How very ‘George Osborne’ prime minister’s questions was today. He was not bullying and hectoring, but he showed slight misjudgement and displayed a lot of tactical manoeuvres.
George Osborne, chancellor of the exchequer, was standing in for David Cameron today who was in Italy.Presumably, this is part of Cameron’s grand tour of Europe.As you will remember this was something upper class young men did in the seventeenth century in search of art, culture and the roots of European civilisation. Cameron has revived the tradition as he seeks to renegotiate Britain’s membership of the European Union, which means he is less often in the House of Commons.
Opposite Osborne stood, not Harriet Harman, but shadow foreign secretary Hillary Benn. Benn is a serious man and he was determined to ask Osborne some serious questions.

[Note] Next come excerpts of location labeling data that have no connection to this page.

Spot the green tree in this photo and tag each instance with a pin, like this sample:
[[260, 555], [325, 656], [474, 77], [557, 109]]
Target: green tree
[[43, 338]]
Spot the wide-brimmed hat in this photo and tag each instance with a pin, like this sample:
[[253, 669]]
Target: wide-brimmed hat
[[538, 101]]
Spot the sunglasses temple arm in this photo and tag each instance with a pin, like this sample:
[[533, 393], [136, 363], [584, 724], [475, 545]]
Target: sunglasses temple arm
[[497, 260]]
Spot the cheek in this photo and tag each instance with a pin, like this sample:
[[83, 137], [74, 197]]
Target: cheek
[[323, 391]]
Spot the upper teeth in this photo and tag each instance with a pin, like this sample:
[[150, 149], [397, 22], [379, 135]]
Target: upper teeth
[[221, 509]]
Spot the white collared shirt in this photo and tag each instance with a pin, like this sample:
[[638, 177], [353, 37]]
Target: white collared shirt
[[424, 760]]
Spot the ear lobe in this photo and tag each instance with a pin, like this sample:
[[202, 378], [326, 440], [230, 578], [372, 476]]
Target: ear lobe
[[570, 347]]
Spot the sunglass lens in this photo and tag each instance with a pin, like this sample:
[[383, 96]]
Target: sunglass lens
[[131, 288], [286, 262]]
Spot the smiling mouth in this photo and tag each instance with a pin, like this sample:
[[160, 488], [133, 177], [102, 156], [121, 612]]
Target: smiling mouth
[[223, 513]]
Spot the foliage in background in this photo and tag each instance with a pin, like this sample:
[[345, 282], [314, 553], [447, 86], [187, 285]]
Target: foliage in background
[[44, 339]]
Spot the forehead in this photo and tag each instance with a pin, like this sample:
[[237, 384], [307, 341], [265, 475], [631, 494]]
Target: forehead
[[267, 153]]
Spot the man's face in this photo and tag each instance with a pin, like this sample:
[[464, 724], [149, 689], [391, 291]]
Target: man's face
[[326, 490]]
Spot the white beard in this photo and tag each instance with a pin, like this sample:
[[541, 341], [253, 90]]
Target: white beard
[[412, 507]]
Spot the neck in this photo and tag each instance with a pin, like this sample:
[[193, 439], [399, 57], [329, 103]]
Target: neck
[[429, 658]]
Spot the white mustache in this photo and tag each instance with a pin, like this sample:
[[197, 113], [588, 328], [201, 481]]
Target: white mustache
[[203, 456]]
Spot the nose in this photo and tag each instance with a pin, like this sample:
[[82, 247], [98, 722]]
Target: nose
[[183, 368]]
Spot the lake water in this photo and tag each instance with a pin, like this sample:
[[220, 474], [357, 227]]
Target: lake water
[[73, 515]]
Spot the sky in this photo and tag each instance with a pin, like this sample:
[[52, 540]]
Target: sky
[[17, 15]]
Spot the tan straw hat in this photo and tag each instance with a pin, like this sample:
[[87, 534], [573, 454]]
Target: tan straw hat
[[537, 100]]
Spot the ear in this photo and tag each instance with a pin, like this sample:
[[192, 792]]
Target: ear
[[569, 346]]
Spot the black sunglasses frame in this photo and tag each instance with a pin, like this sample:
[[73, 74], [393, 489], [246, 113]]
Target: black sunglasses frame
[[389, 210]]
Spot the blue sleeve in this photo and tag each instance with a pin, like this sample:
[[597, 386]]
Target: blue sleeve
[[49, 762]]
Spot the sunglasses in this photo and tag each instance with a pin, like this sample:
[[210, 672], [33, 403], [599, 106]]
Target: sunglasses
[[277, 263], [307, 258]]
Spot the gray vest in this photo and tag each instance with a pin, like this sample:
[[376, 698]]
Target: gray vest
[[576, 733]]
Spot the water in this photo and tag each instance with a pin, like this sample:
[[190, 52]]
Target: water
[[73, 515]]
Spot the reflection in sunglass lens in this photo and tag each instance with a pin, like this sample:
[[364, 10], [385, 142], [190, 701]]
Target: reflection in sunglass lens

The first one was about Talha Asmal, the 17-year-old suicide bomber from Dewsbury who killed himself and 11 others in an Islamic State attack in Iraq. He wanted Osborne to confirm that the government had an agreement with airlines about unaccompanied minors flying to this part of the world, and also that our police were working with the Turkish police on crossing points over to Syria.
So came Osborne’s first misjudgement. In answer to the first question Osborne started by awkwardly quipping: ‘There’s no Benn in the leadership contest but plenty of Bennites’. It was not a very good joke – slightly geeky. Who talks about Bennites now? It was not even true since Jeremy Corbyn is the only candidate who might be thought of as vaguely Bennite. Osborne also failed to answer the question. The government, he said, was still ‘working with airlines’. But, he did not say if it working with the Turkish authorities. It was an omission Benn picked up on.
Benn then pressed him on counter-radicalisation programmes which, he reminded the House, a recent select committee report had said, ‘were not working’. Why, asked Benn, did he think that was? Osborne’s reply was a mechanistic one about the statutory duty now on schools, universities and public bodies to prevent terrorism.
Benn then pushed Osborne in the Syrian refugee question – the worst, he said since the end of the second world war. There was no change in the line from Osborne – and when Benn asked about the people drowning in the Mediterranean, Osborne said although Britain would be playing its part, it was about ‘breaking the link’ and making sure people went through ‘proper European community immigration controls’.
Benn played it well. He had gravitas and control and did not allow Osborne to play any knockabout politics. He also made Osborne sound heartless and weak. Cameron may be on his grand tour but neither he nor his government are showing any leadership on the great foreign policy questions of the day. Labour needs to show them up and it started to today.
Osborne, ever the tactician, had then arranged for almost every Conservative member of parliament to ask a sycophantic question about employment figures or the ‘long term economic plan’. It shows his wide base in the party and his ability to mobilise it. There was a certain smugness in Osborne’s demeanour at having managed it.
The very last question was from angry Tory backwoodsman Sir Gerald Howarth. He asked about whether Osborne would keep to the two per cent defence spending target for ‘the defence of the realm’. For Osborne loathers everywhere it was a relief to see some defiance.
Labour MPs asked questions on cuts. Jim Dowd, Lewisham, wanted to know about public lending rights in libraries now they are all run by volunteers.
Newcomer Jess Phillips, Birmingham Yardley, highlighted housing benefit cuts for women in refuges, which would force them back to their abusers. If it happened, she said, ‘132 abused women would be returned to their violent partners every day’.
David Lammy, Tottenham, asked about rising reports of rapes and sexual crime in London.
There was little Punch and Judy today, but we were still left none the wiser at the end. The Tories are not showing much leadership either at home or abroad.